Guerre Ukraine – Russie : pourquoi Vladimir Poutine n’aurait pas pu entraîner des combattants en Afrique
BBC
Par Peter Mwai
Une image en noir et blanc, dont certains prétendent à tort qu’elle montre le président russe Vladimir Poutine en train de former des mouvements de libération en Afrique australe, circule sur internet.
Elle a été utilisée par certains pour justifier le fait que les pays africains devraient soutenir la Russie dans la guerre en Ukraine.
L’image a également été publiée sur Twitter par le fils du président ougandais Yoweri Museveni.
Mais elle ne montre pas M. Poutine en Afrique, et le moment où les gens prétendent qu’elle a été prise est également incorrect.
Poutine n’était pas en Tanzanie
La photographie a été largement partagée en ligne après avoir été publiée sur des blogs zimbabwéens à la fin de 2018.

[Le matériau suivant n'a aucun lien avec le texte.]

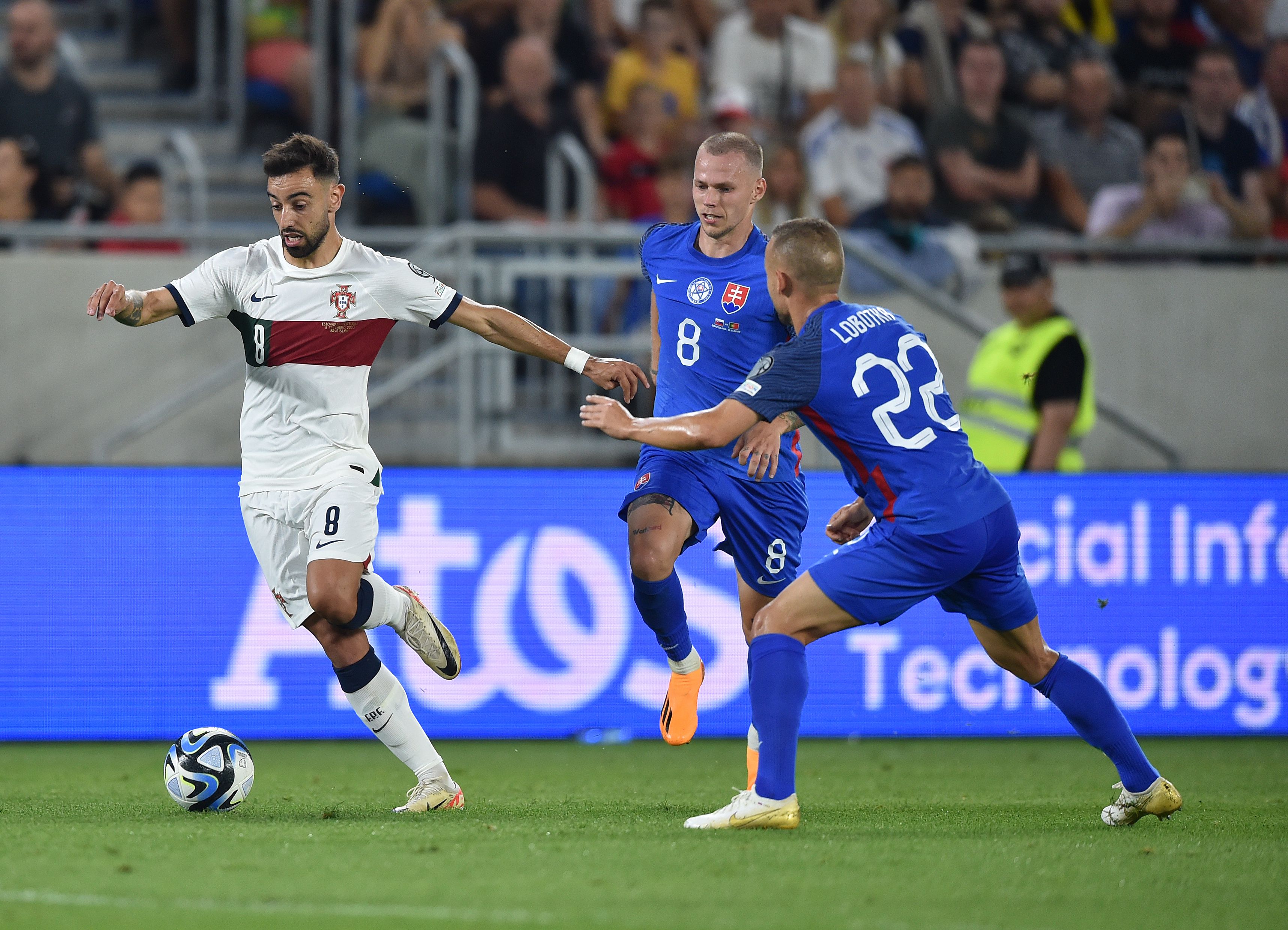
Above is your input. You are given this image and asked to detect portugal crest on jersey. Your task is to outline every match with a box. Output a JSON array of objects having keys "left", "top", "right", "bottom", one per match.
[
  {"left": 331, "top": 285, "right": 358, "bottom": 319},
  {"left": 720, "top": 281, "right": 751, "bottom": 313}
]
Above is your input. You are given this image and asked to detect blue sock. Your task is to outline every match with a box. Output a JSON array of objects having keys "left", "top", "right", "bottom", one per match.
[
  {"left": 631, "top": 569, "right": 693, "bottom": 662},
  {"left": 748, "top": 632, "right": 809, "bottom": 801},
  {"left": 1033, "top": 653, "right": 1158, "bottom": 791},
  {"left": 335, "top": 578, "right": 376, "bottom": 630}
]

Les posts affirmaient qu’elle montrait M. Poutine dans un camp d’entraînement militaire tanzanien pour les mouvements d’indépendance d’Afrique australe en 1973.
Le futur président du Mozambique, Samora Machel, et Emmerson Mnangagwa, aujourd’hui président du Zimbabwe, étaient également présents sur la photo, affirme-t-on.
« Poutine a séjourné en Tanzanie pour former des combattants de la liberté pendant quatre ans, de 1973 à 1977 », affirme également le blog.
Toutefois, rien dans les archives russes ou africaines ne prouve que M. Poutine, né en 1952, se soit rendu sur le continent dans les années 1970.
Le profil de M. Poutine sur le site web du Kremlin montre qu’il étudiait à l’Université d’État de Leningrad à l’époque et qu’il a obtenu son diplôme en 1975.
« Cette affirmation est tout simplement ridicule », déclare Paul Fauvet, un journaliste qui vit au Mozambique depuis plusieurs décennies.
La formation offerte aux combattants de la liberté mozambicains dans des camps en Tanzanie, dit-il, « était dispensée par des instructeurs chinois et non par les Soviétiques ».
Par ailleurs, M. Mnangagwa n’aurait pas pu se trouver en Tanzanie en 1973, car il a été arrêté en 1965 et emprisonné pendant dix ans par le gouvernement de la Rhodésie du Sud, alors à majorité blanche.
Une visite russe au Mozambique dans les années 1980 ?
L’auteur mozambicain Renato Matusse a utilisé la photo dans son livre de 2018, où il dit qu’elle montre M. Machel avec des conseillers militaires soviétiques visitant une installation militaire près de la capitale du pays, Maputo, au milieu des années 1980.
Mais il dit qu’il est clair que M. Poutine n’est pas l’homme en question.
M. Poutine travaillait en tant qu’agent du KGB en Allemagne de l’Est entre 1985 et 1990 et, au début, il aurait été un officier de rang inférieur, ce qui rend très improbable qu’il ait été un membre dirigeant d’une telle délégation.
Il n’est pas non plus fait mention de sa visite au Mozambique par le Kremlin, ni dans aucune de ses biographies.
José Milhazes, historien et journaliste, suggère que la personne apparaissant sur la photo était un autre haut fonctionnaire soviétique en poste en Afrique australe.
« Quant aux similitudes, je ne peux que dire qu’elles sont une pure coïncidence », dit-il.
Georgi Derluguian, qui a travaillé comme interprète portugais-russe dans les années 1980 et qui est aujourd’hui professeur à l’université de New York à Abu Dhabi, considère que l’affirmation selon laquelle l’homme sur la photo est M. Poutine « est une blague ».
Selon lui, les bottes portées indiquent que la personne est un militaire, alors que M. Poutine était un officier de renseignement. L’apparence ressemble également davantage à celle d’un M. Poutine plus âgé.
Et une dernière pièce à ajouter à ce puzzle.
L’homme mystère de la photo porte une montre au bras gauche. M. Poutine – du moins de nos jours – a l’habitude d’en porter une au bras droit.